La verdad es algo que únicamente atisbas con el rabillo del ojo; mírala de frente y desaparecerá.
Cuando tenía dieciséis años, me dirigí a mis padres y les dije que tenía algo que decirles.
«¡Ay, Dios, has preñado a la pequeña Alice!», dijo mi madre.
«No».
«Eres gay», dijo mi padre.
«No. Es aún peor. Quiero ser escritor».
La misma sensación de tener un objetivo, de haber descubierto mi lugar en el mundo, mi dirección, se apoderó de mí cuando descubrí esos textos.
Anoche llegué a casa y le prendí fuego a la cama. No sirve para nada si tú no estás en ella.
Acaban de llegar los bomberos.
Fui una gran decepción para mis viejos. Siempre habían dado por sentado que me haría cargo de la funeraria que había dado de comer a seis generaciones de mi familia. Pero en vez de eso, me convertí en médico. Primero trabajé en urgencias, luego volví a la facultad y me gradué en pediatría. Ahora me ocupo de los recién nacidos. Los hay que no pesan ni medio kilo: te caben perfectamente en la palma de la mano. Mi mujer los llama ranitas. «¿Qué tal hoy tus ranitas?». A veces los contemplo y me pregunto en qué se convertirán esos cuerpecitos (los que sobrevivan), qué tipo de angustias y decepciones causarán a sus progenitores.
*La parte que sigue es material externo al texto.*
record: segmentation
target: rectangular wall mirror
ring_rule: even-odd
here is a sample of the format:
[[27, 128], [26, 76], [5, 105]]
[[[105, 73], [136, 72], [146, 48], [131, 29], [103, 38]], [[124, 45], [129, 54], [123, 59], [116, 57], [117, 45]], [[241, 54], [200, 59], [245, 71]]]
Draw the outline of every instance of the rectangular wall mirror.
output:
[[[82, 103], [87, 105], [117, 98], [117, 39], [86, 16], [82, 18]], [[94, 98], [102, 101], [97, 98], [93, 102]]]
«Miré hacia la cama en que había dormido mi mejor amigo».
Willie McTell
La verdad, claro está, es relativa. Pero también lo es la relatividad.
Jimmie regresó a un titular que se había saltado previamente:
Algo había estado viniendo desde muy lejos durante mucho tiempo. Yo siempre lo supe. Un día me desperté y ahí estaba.
«Domina al diablo, muchacho, o el diablo te dominará a ti».
Intrigado, Jimmie atravesó una serie de anécdotas confusas y sin interés, memorias de una sinceridad bochornosa, citas de canciones populares y media hectárea de periodismo malo y psicología aún peor hasta llegar a la frase fundacional.
Nunca olvidas tu primer asesinato.
Resultó que la cosa iba de cazar conejos, de cómo el autor y su padre solían internarse juntos en los «negros bosques de Texas», de cómo eso le había convertido en un hombre, pero Jimmie se quedó un tanto mosca con la sensación experimentada al leer la frase por primera vez.
La repentina explosión de calidez, seguida de esa sensación de que el cuerpo le flotaba hacia arriba, antes de que el mundo se oscureciese a su alrededor.
El sueño, del que ya no recordaba nada.
Apartó la mano de la garganta y volvió al cuarto de baño. La polilla había regresado a la ventana —si es que no era una nueva— y se golpeaba contra la parte exterior del vidrio. Brevemente, imaginó que podía oír su aleteo, pero eso era imposible, claro está. Pensó en la boquita del bicho emitiendo sonidos.